Early thrombolysis for individuals experiencing a myocardial infarction is associated with better mortality and morbidity outcomes. While traditionally thrombolysis is given in hospital, pre-hospital thrombolysis is proposed as an effective intervention to save time and reduce mortality and morbidity in individuals with ST-elevation myocardial infarction (STEMI). Despite some evidence that pre-hospital thrombolysis may be delivered safely, there is a paucity of controlled trial data to indicate whether the timing of delivery can be effective in reducing key clinical outcomes.
To assess the morbidity and mortality of pre-hospital versus in-hospital thrombolysis for STEMI.
We searched the Cochrane Central Register of Controlled Trials (CENTRAL), MEDLINE (OVID), EMBASE (OVID), two citation indexes on Web of Science (Thomson Reuters) and Cumulative Index to Nursing and Allied Health Literature (CINAHL) for randomised controlled trials and grey literature published up to June 2014. We also searched the reference lists of articles identified, clinical trial registries and unpublished thesis sources. We did not contact pharmaceutical companies for any relevant published or unpublished articles. We applied no language, date or publication restrictions. The Cochrane Heart Group conducted the primary electronic search.
We included randomised controlled trials of pre-hospital versus in-hospital thrombolysis in adults with ST-elevation myocardial infarction diagnosed by a healthcare provider.
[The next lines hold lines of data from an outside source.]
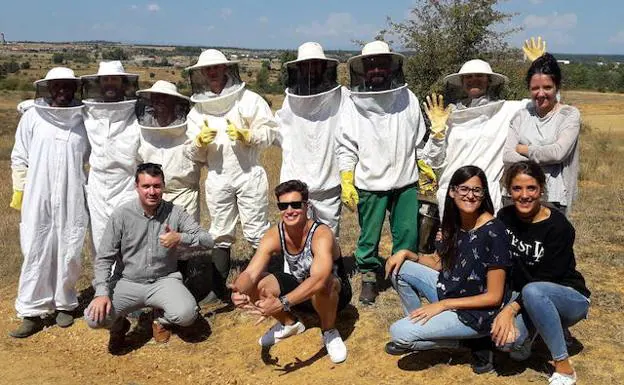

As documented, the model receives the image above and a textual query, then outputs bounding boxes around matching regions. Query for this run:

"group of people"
[11,35,589,384]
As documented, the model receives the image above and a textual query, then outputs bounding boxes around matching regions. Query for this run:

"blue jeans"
[390,261,487,350]
[503,282,589,361]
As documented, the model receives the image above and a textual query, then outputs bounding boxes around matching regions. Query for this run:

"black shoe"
[108,317,130,354]
[360,271,379,305]
[360,282,379,305]
[384,341,414,356]
[471,350,494,374]
[462,337,494,374]
[55,310,74,328]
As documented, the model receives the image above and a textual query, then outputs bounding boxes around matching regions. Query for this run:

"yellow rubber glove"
[9,190,24,211]
[418,159,438,195]
[340,171,360,211]
[225,119,251,144]
[423,93,451,139]
[522,36,546,62]
[195,120,217,147]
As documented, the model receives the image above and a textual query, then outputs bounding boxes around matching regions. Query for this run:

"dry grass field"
[0,84,624,385]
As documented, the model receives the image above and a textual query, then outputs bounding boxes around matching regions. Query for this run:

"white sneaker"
[323,329,347,364]
[258,321,305,347]
[548,372,576,385]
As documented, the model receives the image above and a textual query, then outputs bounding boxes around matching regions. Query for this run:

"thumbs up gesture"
[158,224,182,249]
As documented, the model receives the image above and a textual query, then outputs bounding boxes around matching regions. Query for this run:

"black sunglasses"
[277,201,306,211]
[137,163,162,172]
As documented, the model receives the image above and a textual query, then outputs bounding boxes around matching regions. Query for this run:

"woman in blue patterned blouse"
[386,166,511,373]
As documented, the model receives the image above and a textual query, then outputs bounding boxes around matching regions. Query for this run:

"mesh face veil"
[82,75,139,103]
[136,92,191,128]
[349,53,405,92]
[35,79,82,107]
[287,59,338,96]
[189,63,243,102]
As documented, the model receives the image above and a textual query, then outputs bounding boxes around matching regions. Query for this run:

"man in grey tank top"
[231,180,351,363]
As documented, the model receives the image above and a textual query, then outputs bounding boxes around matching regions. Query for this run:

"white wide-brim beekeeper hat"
[137,80,190,100]
[285,41,338,67]
[444,59,509,87]
[83,60,139,78]
[347,40,405,73]
[33,67,80,87]
[186,49,238,71]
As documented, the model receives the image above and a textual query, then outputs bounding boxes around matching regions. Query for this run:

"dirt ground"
[0,88,624,385]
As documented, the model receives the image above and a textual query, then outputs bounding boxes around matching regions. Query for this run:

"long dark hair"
[438,166,494,270]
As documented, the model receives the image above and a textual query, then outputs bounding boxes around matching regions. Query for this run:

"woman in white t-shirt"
[503,53,581,214]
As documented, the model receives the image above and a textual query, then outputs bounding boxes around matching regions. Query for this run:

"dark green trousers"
[355,185,418,273]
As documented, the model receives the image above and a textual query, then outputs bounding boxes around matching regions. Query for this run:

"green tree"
[378,0,525,98]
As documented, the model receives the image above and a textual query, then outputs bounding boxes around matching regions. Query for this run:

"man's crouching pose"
[84,163,214,354]
[231,180,351,363]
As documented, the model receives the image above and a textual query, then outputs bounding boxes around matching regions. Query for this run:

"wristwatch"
[280,295,290,311]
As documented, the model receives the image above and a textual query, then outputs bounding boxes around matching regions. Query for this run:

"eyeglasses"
[453,185,486,198]
[277,201,306,211]
[137,162,162,173]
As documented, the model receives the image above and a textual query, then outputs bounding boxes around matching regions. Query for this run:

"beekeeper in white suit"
[10,67,90,338]
[275,42,343,237]
[82,61,140,255]
[337,41,425,305]
[187,49,277,299]
[423,59,527,213]
[137,80,200,219]
[136,80,212,301]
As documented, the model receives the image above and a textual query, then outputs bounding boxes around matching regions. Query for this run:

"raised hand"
[522,36,546,62]
[423,93,451,139]
[195,120,217,147]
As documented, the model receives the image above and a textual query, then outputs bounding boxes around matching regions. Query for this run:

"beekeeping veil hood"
[285,42,338,96]
[444,59,509,110]
[347,41,405,92]
[33,67,82,127]
[186,49,245,114]
[136,80,191,132]
[82,60,139,105]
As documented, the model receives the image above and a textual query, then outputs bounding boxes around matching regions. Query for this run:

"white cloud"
[522,12,578,30]
[609,29,624,44]
[221,8,233,19]
[295,12,375,38]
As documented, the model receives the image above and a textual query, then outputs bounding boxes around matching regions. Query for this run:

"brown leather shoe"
[152,321,171,344]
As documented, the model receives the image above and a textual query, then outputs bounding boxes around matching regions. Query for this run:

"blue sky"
[0,0,624,54]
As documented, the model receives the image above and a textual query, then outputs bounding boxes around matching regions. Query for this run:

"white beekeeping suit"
[11,67,90,337]
[183,49,277,300]
[336,41,425,305]
[82,61,140,255]
[17,99,35,115]
[423,60,527,216]
[275,42,343,236]
[137,80,200,223]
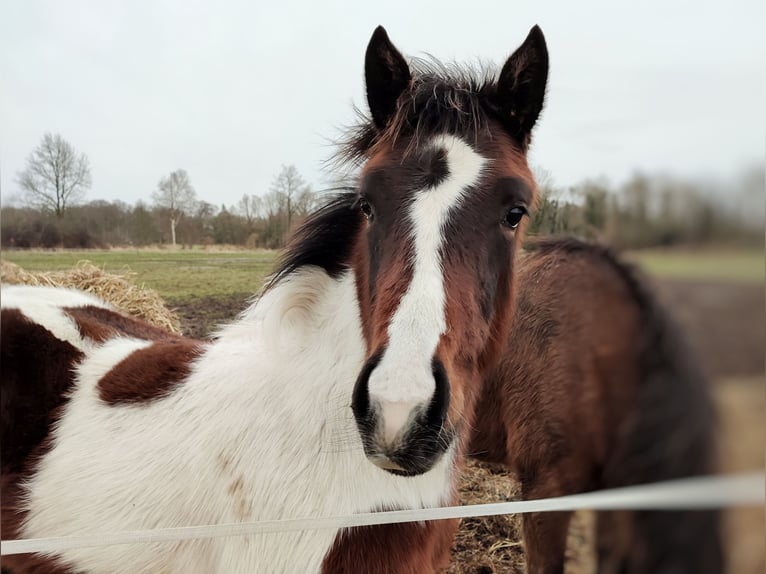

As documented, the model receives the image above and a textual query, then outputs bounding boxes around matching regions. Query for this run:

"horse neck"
[215,266,365,368]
Two authors independently screened eligible studies for inclusion and carried out data extraction and 'Risk of bias' assessments, resolving any disagreement by consulting a third author. We contacted authors of potentially suitable studies if we required missing or additional information. We collected efficacy and adverse effect data from the trials.
We included three trials involving 538 participants. We found low quality of evidence indicating uncertainty whether pre-hopsital thrombolysis reduces all-cause mortality in individuals with STEMI compared to in-hospital thrombolysis (risk ratio 0.73, 95% confidence interval 0.37 to 1.41). We found high-quality evidence (two trials, 438 participants) that pre-hospital thrombolysis reduced the time to receipt of thrombolytic treatment compared with in-hospital thrombolysis. For adverse events, we found moderate-quality evidence that the occurrence of bleeding events was similar between participants receiving in-hospital or pre-hospital thrombolysis (two trials, 438 participants), and low-quality evidence that the occurrence of ventricular fibrillation (two trials, 178 participants), stroke (one trial, 78 participants) and allergic reactions (one trial, 100 participants) was also similar between participants receiving in-hospital or pre-hospital thrombolysis. We considered the included studies to have an overall unclear/high risk of bias.